Data exploration is done to become familiar with the data. This step is especially important when dealing with new data. There are a number of things you will want to do in this step –
a. What is there in the data – look at the list of all the variables in the data set. Understand the meaning of each variable using the data dictionary. Go back to the business for more information in case of any confusion.
b. How much data is there – look at the volume of the data (how many records), look at the time frame of the data (last 3 months, last 6 months, etc.)
c. Quality of the data – how much missing information, quality of data in each variable. Are all fields usable? If a field has data for only 10% of the observations, then maybe that field is not usable, etc.
d. You will also identify some important variables and may do a deeper investigation of these. Like looking at averages, min and max values, maybe 10th and 90th percentile as well.
e. You may also identify fields that you need to transform into the data prep stage.
In data preparation, you will prepare the data for the next stage i.e. the modeling stage. What you do here is influenced by the choice of technique you use in the next stage.
But some things are done in most cases – for example, identifying missing values and treating them, identifying outlier values (unusual values) and treating them, transforming variables, creating binary variables if required, etc.
This is the stage where you will partition the data as well i.e. create training data (to do modeling) and validation (to do validation).
The first step is to identify variables with missing values. Assess the extent of missing values. Is there a pattern in missing values? If yes, try and identify the pattern. It may lead to interesting insights.
If no pattern, then we can either ignore missing values (SAS will not use any observation with missing data) or impute the missing values.
Simple imputation – substituted with mean or median values.
You can use different methods to assess how good a logistic model is.
a.

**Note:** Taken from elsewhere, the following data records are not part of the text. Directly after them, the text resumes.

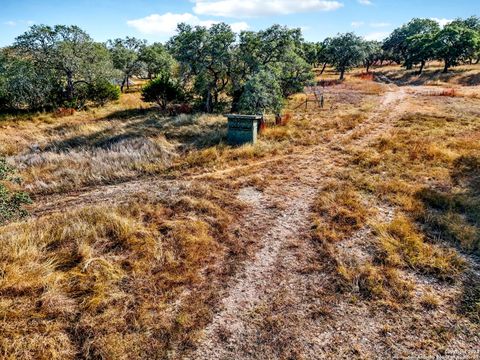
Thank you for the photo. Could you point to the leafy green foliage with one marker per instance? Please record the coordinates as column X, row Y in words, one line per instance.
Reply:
column 162, row 91
column 11, row 202
column 398, row 44
column 346, row 51
column 373, row 53
column 454, row 43
column 262, row 94
column 64, row 56
column 157, row 60
column 102, row 92
column 205, row 56
column 126, row 57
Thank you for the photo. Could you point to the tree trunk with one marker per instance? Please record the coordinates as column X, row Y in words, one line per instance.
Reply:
column 208, row 102
column 422, row 65
column 447, row 66
column 70, row 87
column 323, row 68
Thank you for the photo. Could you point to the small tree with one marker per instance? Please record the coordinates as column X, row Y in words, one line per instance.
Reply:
column 421, row 49
column 262, row 93
column 11, row 202
column 66, row 53
column 126, row 57
column 373, row 53
column 397, row 43
column 346, row 51
column 455, row 43
column 103, row 91
column 162, row 91
column 157, row 60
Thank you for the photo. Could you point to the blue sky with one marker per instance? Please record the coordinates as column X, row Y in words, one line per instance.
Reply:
column 155, row 20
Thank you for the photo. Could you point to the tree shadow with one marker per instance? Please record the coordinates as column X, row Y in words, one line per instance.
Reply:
column 454, row 216
column 185, row 130
column 470, row 80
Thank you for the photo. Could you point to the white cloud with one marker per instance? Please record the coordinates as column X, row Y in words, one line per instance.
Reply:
column 378, row 36
column 376, row 25
column 357, row 23
column 240, row 26
column 166, row 24
column 442, row 21
column 255, row 8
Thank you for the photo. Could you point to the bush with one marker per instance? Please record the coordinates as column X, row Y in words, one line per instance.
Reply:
column 11, row 202
column 162, row 91
column 102, row 92
column 262, row 93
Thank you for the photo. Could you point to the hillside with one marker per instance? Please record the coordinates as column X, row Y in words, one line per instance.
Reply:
column 350, row 232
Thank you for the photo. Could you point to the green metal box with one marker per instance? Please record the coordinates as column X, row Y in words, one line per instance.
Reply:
column 243, row 129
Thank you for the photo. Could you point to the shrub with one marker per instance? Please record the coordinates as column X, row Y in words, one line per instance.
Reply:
column 11, row 202
column 102, row 92
column 262, row 94
column 162, row 91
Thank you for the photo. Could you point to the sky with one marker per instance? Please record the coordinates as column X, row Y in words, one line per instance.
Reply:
column 156, row 20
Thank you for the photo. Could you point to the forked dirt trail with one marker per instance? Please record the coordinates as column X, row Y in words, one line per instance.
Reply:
column 275, row 280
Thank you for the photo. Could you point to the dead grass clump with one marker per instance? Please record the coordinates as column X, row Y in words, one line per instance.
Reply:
column 430, row 301
column 448, row 92
column 116, row 282
column 277, row 133
column 452, row 216
column 349, row 121
column 400, row 244
column 374, row 282
column 339, row 212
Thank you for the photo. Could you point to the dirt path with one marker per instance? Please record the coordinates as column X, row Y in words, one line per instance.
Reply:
column 277, row 277
column 118, row 193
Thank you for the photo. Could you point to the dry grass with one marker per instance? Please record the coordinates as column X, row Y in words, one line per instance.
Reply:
column 401, row 245
column 140, row 280
column 105, row 282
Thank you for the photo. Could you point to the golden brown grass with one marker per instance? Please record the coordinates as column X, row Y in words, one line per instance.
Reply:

Concordance – This tells you about the ability of the model to discriminate between the event happening and not happening.
b. Lift – It helps you assess how much better the model is compared to random selection.
c. Classification matrix – helps you look at the false positives and true negatives.
Some other general questions you will most likely be asked:
- What have you done to improve your data analytics knowledge in the past year?
- What are your career goals?
- Why do you want a career in data analytics?
The answers to these questions will have to be unique to the person answering it. The key is to show confidence and give well thought out answers that demonstrate you are knowledgeable about the industry and have the conviction to work hard and excel as a data analyst.